While Svenonius respectfully quizzed both about a variety of topics,
I couldn’t help but think that, for my world, this is our
“greatest generation.” They both remain completely unique
individuals who, along with quite a few others in the American post-punk
years, built our little corner of the world, band-by-band, record-by-record,
club-by-club, store-by-store, disaffected suburban kid by disaffected
suburban kid. Not only are both still musicians, but McKaye is still
the boss of Dischord and Rollins still has his publishing company.
I don't think I'm being a cynical thirty-something when I imagine
that we’re not going to see the likes of these two for some
time…
The hardcore
generation, despite its faults, was definitely not doing things
to become rich and famous, but anti-rock stars in every sense of
the word, even Greg Ginn (I think). Well aware that theirs was not
the type of music that ever had a chance on the radio, this small
group of folks set up their own universe as an alternative to that
of A&R guys, managers, and publicists. And, while more than
a few records from the hardcore era hold up, the main thing that
survives is not only our touring circuit, or our record store network,
but also the seeds they planted within us… That little pang
of guilt when we sell out, give in, or merely accept things that
we don’t believe in. They offered us a wonderful and uncompromising
world, or stand against the predominant world, that, no matter what
you hear, is still valid in this age when lines are much blurrier
and selling out has become, for most, a necessity.
I don’t
believe that the DIY values are completely antiquated and am aware
of a few circles of young and old folks employing them in various
edges of the music world – in basements, warehouses, art galleries,
and other makeshift venues, putting out CD-R’s, cassettes,
and even 45s. There’s still plenty of music not touched by
the entertainment divisions of multinational corporations, Madison
Avenue, or even the inflated “indie-music” industry
(though sadly, half of the stuff you find here, though indie-ish,
is of that lesser evil).
Which
leads me to my conclusion – a few days after hearing Rollins
and McKaye, I wound up attending the after-premier party for American
Hardcore. For those of you not familiar, this
is a film version of Steve Blesh’s oral history about the
musical/cultural movement divided into regional scenes. I read the
book, which had its merits, and was on the fence about going to
yet another doc about twenty years ago or whatever, but the after-party
was hard to turn down as it included a set by the recently reformed
Flipper,
one of my favorite bands of the era and one that I’ve yet
to see since they've been at it again.
The event
was thrown by Paper magazine and sponsored by Dos Equis
(they both get a shoutout - promotion is working!) and I arrived
just in time to grab a beer and catch the entire set. Flipper was
certainly one of the most confrontational and uncompromising bands
of their era, and watching these unfashionable, weathered, and very
real middle aged men proved they still hadn’t given in more
than an inch or two. That night their banter was more concerned
with immediate issues: demanding the admittance of a kid who couldn’t
get in because he was too young, complaining about the smoking ban,
and, when an audience member said, “fuck the hippies,”

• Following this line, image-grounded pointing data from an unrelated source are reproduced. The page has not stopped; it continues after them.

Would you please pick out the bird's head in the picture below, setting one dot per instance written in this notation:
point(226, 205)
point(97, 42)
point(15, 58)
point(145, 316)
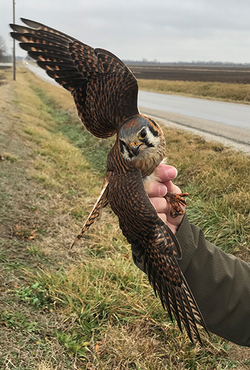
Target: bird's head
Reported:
point(142, 143)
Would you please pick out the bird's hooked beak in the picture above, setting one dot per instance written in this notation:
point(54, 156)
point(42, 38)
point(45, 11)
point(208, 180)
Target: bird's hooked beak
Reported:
point(135, 147)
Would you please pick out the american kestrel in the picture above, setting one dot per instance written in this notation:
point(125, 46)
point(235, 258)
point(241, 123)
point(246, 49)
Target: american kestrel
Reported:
point(105, 93)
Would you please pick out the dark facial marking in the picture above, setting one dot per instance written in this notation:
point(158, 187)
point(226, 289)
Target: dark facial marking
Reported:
point(123, 145)
point(143, 133)
point(154, 132)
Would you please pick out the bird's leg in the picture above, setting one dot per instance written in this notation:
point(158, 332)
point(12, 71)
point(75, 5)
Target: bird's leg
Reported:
point(101, 202)
point(176, 201)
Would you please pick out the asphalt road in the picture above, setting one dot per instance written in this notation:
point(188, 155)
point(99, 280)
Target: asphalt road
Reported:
point(225, 122)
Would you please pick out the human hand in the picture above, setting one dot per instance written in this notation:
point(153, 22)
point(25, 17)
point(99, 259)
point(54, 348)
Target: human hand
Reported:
point(158, 188)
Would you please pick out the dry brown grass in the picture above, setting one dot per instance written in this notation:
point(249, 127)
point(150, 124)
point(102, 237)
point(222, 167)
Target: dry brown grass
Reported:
point(211, 90)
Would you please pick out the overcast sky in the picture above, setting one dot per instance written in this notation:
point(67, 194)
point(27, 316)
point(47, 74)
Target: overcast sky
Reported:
point(163, 30)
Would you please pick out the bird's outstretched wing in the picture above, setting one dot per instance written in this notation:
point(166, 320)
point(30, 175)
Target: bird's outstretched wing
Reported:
point(157, 247)
point(104, 89)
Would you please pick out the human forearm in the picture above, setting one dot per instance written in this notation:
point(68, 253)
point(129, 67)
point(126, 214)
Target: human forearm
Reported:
point(220, 284)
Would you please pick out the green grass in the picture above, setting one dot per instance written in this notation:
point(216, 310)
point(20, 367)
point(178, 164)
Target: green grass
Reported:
point(90, 307)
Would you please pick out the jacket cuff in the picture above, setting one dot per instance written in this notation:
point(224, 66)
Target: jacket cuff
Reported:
point(185, 237)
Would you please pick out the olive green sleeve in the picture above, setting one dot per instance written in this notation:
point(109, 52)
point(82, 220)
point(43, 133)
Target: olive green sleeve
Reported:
point(220, 284)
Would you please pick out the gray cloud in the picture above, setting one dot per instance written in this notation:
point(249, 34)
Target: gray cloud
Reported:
point(165, 30)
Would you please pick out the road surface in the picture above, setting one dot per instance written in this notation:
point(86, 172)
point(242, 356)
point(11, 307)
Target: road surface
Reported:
point(225, 122)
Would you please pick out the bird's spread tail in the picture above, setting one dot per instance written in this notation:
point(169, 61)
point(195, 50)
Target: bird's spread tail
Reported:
point(168, 282)
point(101, 202)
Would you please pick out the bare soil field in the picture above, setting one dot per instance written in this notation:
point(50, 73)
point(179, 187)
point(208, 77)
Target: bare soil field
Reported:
point(225, 74)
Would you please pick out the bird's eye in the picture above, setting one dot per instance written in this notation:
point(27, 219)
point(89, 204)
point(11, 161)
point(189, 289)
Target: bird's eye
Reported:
point(143, 134)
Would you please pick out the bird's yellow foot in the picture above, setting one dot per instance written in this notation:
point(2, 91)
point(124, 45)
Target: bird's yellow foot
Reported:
point(176, 201)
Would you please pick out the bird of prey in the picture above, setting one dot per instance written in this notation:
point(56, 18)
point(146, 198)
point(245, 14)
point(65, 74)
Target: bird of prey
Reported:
point(105, 93)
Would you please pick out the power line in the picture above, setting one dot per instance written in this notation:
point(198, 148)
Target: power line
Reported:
point(14, 46)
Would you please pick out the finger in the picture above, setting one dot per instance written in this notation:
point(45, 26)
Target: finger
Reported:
point(172, 188)
point(160, 204)
point(165, 173)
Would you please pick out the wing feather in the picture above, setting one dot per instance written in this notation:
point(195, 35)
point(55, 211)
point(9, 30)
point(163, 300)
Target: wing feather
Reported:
point(104, 89)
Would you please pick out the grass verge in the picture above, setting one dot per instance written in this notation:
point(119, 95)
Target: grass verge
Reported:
point(90, 307)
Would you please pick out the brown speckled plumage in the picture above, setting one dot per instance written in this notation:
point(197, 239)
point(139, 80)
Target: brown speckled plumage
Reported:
point(105, 93)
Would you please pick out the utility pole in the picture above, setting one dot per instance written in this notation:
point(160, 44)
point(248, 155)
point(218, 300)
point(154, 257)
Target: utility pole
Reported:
point(14, 46)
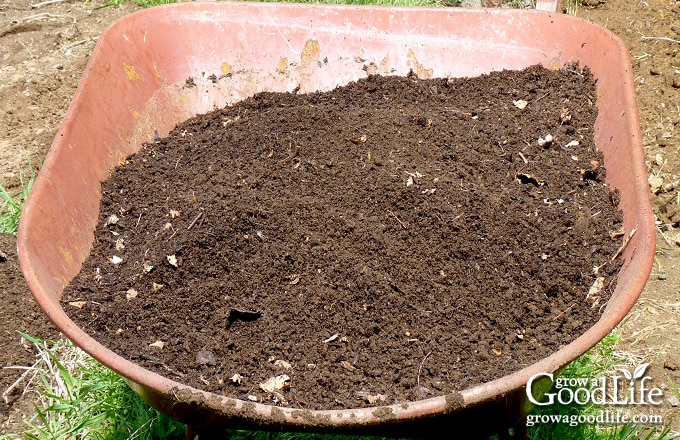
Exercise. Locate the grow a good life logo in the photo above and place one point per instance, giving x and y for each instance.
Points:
(625, 389)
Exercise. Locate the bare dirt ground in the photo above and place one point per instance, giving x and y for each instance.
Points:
(44, 48)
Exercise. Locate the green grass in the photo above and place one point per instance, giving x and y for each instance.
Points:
(11, 204)
(79, 398)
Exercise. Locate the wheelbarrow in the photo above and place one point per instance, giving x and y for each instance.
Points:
(132, 90)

calling him “ignorant” and taking time to explain that
if he had any sense he’d realize the real problem is the corporate
fascist state. They even had Moby, who played with them once in
the early 1980s, join them on bass for “Sex Bomb,” and
then Bruce Loose literally removed the celebrity’s instrument
and kicked the him off of the stage – harsh – but still
loving in an old school way.
What
I think the band didn’t know was that, once the American
Hardcore slideshow began to role behind them, it was an endless
loop of about ten frames that degraded the entire experience even
more than the sponsorships, the venue itself, and half of the guests.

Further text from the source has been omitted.